Sunday, March 6, 2016

He wasn't the One who Moved

I think that because last week's post struck me so powerfully that this week just had to be weird to keep me guessing. The week has gone by so quickly, it seems like just yesterday it was Sunday and I was prepping my brain for classes and looking forward to Spring Break, well Spring Break is upon us and that last week went by very quickly.



With the speed of daily life in which we now live in it can become difficult to keep our priorities in the right order. With more tv shows than we can shake a stick at, multiple music options, home work to do, family to be with and noise constantly blasting at us it can be easy to allow our priorities to slip out of whack, even when we have set time for scripture study and prayer we might find ourselves simply going through the motions and not coming to the table thirsting and desiring to feast on the words of the Lord and come to Him in supplication desiring to truly communicate. I found myself in that position this week, having had such a full spiritual day last Sunday I guess a part of me just thought it would carry through the week with me, I was stressed about getting through the week, arranging family time, doing homework, and staying up much later than was good for me with all of these things I ended up in a fog of habit, not necessarily of true commitment. This morning I woke up and realized it had been about a week since I'd had a fulfilling conversation with my father in heaven, each night and morning I'd try, but I'd usually be too tired or too distracted, so this morning I took the time to share my angsty feelings, my fears, concerns and frustrations and I felt pretty empty for my troubles. I felt disconnected and weary of trying. I know the Pres Young quote that when you don't feel like praying that is when you need to stay on your needs longer, but after 20 mins I didn't feel much progress. So I did the only thing I could, I started my day, got ready for church and sat in Fast and Testimony meeting wondering if I had anything to contribute. As I pondered the spirit said just go up there. I wasn't feeling particularly warm and fuzzy at the moment, but knew I should. And as I stood at the pulpit I felt just how much the Lord did love, how much my Father in Heaven does want a relationship with me and just how much they care for each of us.

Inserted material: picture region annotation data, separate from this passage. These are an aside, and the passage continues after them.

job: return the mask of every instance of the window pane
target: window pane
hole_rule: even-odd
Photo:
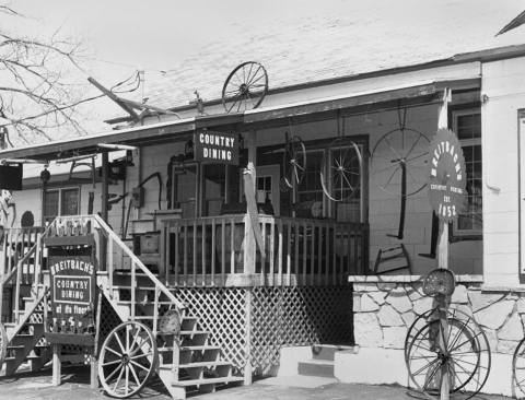
[[[58,215],[58,190],[47,190],[44,196],[44,220],[51,221]]]
[[[60,204],[61,215],[79,214],[79,189],[62,189],[62,199]]]
[[[481,114],[457,116],[456,129],[459,140],[481,138]]]

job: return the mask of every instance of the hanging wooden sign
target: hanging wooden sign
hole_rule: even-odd
[[[85,240],[83,240],[85,238]],[[88,345],[74,338],[94,333],[96,268],[92,235],[52,237],[46,240],[51,282],[48,341]]]
[[[199,162],[238,165],[238,134],[200,131],[194,134],[194,158]]]
[[[429,196],[432,209],[446,223],[457,219],[466,201],[465,157],[456,134],[439,129],[429,150]]]

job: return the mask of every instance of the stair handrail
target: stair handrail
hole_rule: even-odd
[[[92,215],[62,215],[60,217],[57,217],[57,220],[60,219],[61,221],[65,220],[92,220],[96,222],[96,224],[105,232],[107,235],[108,239],[113,240],[120,249],[125,252],[127,257],[130,258],[131,260],[131,273],[135,275],[135,270],[133,270],[133,264],[138,266],[139,269],[154,283],[155,287],[159,287],[160,291],[167,296],[167,298],[175,305],[177,308],[177,313],[179,316],[182,316],[183,310],[186,309],[186,305],[180,302],[177,297],[174,296],[172,292],[151,272],[148,267],[144,266],[144,263],[138,258],[133,251],[126,246],[126,244],[118,237],[118,235],[107,225],[107,223],[97,214],[92,214]],[[108,268],[109,274],[113,274],[113,266]]]
[[[3,307],[3,290],[4,290],[4,286],[16,274],[15,298],[14,298],[14,313],[15,313],[15,322],[16,323],[19,322],[19,319],[20,319],[20,284],[21,284],[20,281],[22,279],[22,277],[21,277],[22,275],[22,266],[25,262],[27,262],[27,260],[32,256],[35,256],[35,254],[36,254],[36,257],[39,257],[39,255],[37,252],[39,252],[39,250],[43,249],[43,243],[42,242],[49,234],[50,228],[51,228],[54,223],[55,223],[55,221],[52,221],[46,227],[46,230],[43,233],[37,234],[37,238],[35,240],[35,244],[23,255],[23,257],[20,260],[16,261],[16,266],[5,277],[2,277],[3,279],[0,281],[0,315],[1,315],[2,307]],[[38,271],[37,271],[37,266],[38,267],[40,267],[40,266],[39,266],[39,260],[36,261],[36,257],[35,257],[35,266],[34,266],[34,275],[35,275],[35,282],[38,283],[40,281],[42,269],[38,268]],[[35,298],[38,298],[38,293],[36,293]]]

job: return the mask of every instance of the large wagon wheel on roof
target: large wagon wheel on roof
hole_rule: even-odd
[[[120,323],[106,337],[98,357],[98,378],[109,396],[125,399],[139,392],[155,372],[155,338],[143,323]]]
[[[226,113],[257,108],[268,93],[268,73],[255,61],[243,62],[228,75],[222,87],[222,105]]]
[[[326,153],[329,160],[323,162],[320,186],[331,201],[349,200],[359,192],[363,172],[363,157],[359,145],[349,138],[337,138]],[[328,180],[326,180],[328,179]]]

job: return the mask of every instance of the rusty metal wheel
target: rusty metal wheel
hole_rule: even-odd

The sister who shared her testimony after me said what I felt in my heart when she shared a poem written on a wall on a concentration camp "I believe in the sun, even when it isn't shining, I believe in love even when someone isn't there, I believe in God even when He is silent." My purpose today was to believe even when God was silent, I hadn't been giving Him the attention all week, so when I all of a sudden wanted Him my heart wasn't ready to feel His presence again, it took an act of my on my part, standing and testifying of what I knew to be true, even if I didn't feel it in the moment allowed me to feel it.



We live in a world so chaotic and concerning with so many contradictory voices and times when we don't feel like the Savior is near, those are the moments when we need to made the sacrifice to get closer to Him, for I testify, He wasn't the one who moved.

In those moments when we feel forsaken or forgotten neither is true, our Heavenly Father is waiting for us to act in faith so that we can greater feel the gifts and love He has for us.